Entretanto, o forte teor político dessas ações pode gerar graves consequências para o sistema multilateral de comércio, inclusive para princípios que norteiam o sistema, como o princípio de não discriminação no tratamento entre diferentes parceiros comerciais e não discriminação entre produtos importados e produtos nacionais.
A reação norte-americana, em forma de aumento de tarifas de importação de diversos produtos, tem como pano de fundo a intervenção do governo chinês na economia do país. A intervenção teria gerado distorções no mercado chinês, norte-americano e mundial. A intervenção estaria presente em diversas formas: exigências de transferências de tecnologias, regras pouco eficazes para propriedade intelectual, restrições para o livre exercício de constituição e atuação de empresas estrangeiras no país, concessão de subsídios governamentais sob diversas formas para produtores e exportadores chineses, entre outras. Como resultado, essas políticas teriam causado um desequilíbrio do level playing field do comércio internacional.
A reação norte-americana, acusada de ser uma medida unilateral e combatida por países na OMC, demonstra que o sistema multilateral de comércio da OMC parece não ter a importância que já teve para o país.
A União Europeia, além de tomar medida imediata contra a imposição de tarifas de importação para aço pelos EUA, por meio da imposição de medida de salvaguarda, que abarca não só produtos de aço dos EUA como de terceiros países como o Brasil, apresentou proposta concreta, em setembro do último ano, para reformar a OMC. Dentre as medidas, propõe-se a criação de regras para evitar e monitorar a atuação dos governos em empresas atuantes no comércio internacional e evitar exigências de transferências de tecnologia e restrições para atuação de empresas estrangeiras em mercados locais.
Apesar dos EUA e da União Europeia terem identificados causas semelhantes, senão idênticas para suas ações. Enquanto os Estados Unidos tomam uma postura mais agressiva, ao indicar expressamente a China como a origem das distorções e utilizar a segurança nacional para justificar o aumento das tarifas (medida não regulamentada pelas regras da OMC), a União Europeia utiliza meios aparentemente menos ortodoxos para lidar com o tema, impondo medidas de salvaguarda, que apesar de detalhadamente reguladas pela OMC, são amplas e atingem um número maior de países. A UE ainda propõe caminho alternativo à continuação dessas ações (que estão sendo chamadas de guerras comerciais), ao apresentar proposta de reforma da OMC.

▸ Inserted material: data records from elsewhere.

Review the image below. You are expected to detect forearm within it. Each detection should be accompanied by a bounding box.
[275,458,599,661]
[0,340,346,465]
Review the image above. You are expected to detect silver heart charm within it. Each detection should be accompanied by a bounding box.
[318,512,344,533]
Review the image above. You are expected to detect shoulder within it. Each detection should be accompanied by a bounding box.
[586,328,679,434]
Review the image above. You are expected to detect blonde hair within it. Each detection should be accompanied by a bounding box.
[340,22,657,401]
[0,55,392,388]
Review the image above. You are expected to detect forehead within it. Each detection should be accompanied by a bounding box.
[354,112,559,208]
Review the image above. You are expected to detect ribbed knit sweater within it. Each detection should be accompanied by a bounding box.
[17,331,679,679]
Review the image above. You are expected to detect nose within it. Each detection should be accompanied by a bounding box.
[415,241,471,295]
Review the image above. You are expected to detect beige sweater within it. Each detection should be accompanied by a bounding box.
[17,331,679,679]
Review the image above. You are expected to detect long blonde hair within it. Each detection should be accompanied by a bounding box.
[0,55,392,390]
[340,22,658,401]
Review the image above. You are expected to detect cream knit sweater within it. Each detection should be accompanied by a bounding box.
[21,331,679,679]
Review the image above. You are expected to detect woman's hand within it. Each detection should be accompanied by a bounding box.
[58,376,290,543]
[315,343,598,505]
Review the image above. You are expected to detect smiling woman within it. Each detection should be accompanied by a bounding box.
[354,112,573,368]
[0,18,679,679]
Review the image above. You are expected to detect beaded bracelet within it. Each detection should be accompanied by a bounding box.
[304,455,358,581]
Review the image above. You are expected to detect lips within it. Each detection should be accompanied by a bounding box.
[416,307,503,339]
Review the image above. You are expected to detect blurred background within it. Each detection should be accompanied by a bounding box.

A China manifestou apoio irrestrito à OMC, durante a revisão de suas políticas comerciais pela OMC nesse ano e, ao assinar a declaração do G20, concordou que as regras da OMC devem ser reformadas. O país tem cada vez mais se apoiado nas regras existentes da OMC para combater práticas de dumping de exportadores de terceiros países que buscam cada vez mais o mercado chinês. O agronegócio brasileiro é um alvo frequente e importante dessas medidas chinesas. Contra as ações que vendo sendo tomadas pelos EUA e outros países, a China adotou medidas retaliatórias contra os EUA e vem buscando minimizar os efeitos reais de suas políticas públicas e industriais no comércio internacional. Apesar de ter postura liberal de apoio às exportações, a China é acusada de ter tarifas de importação relevantes.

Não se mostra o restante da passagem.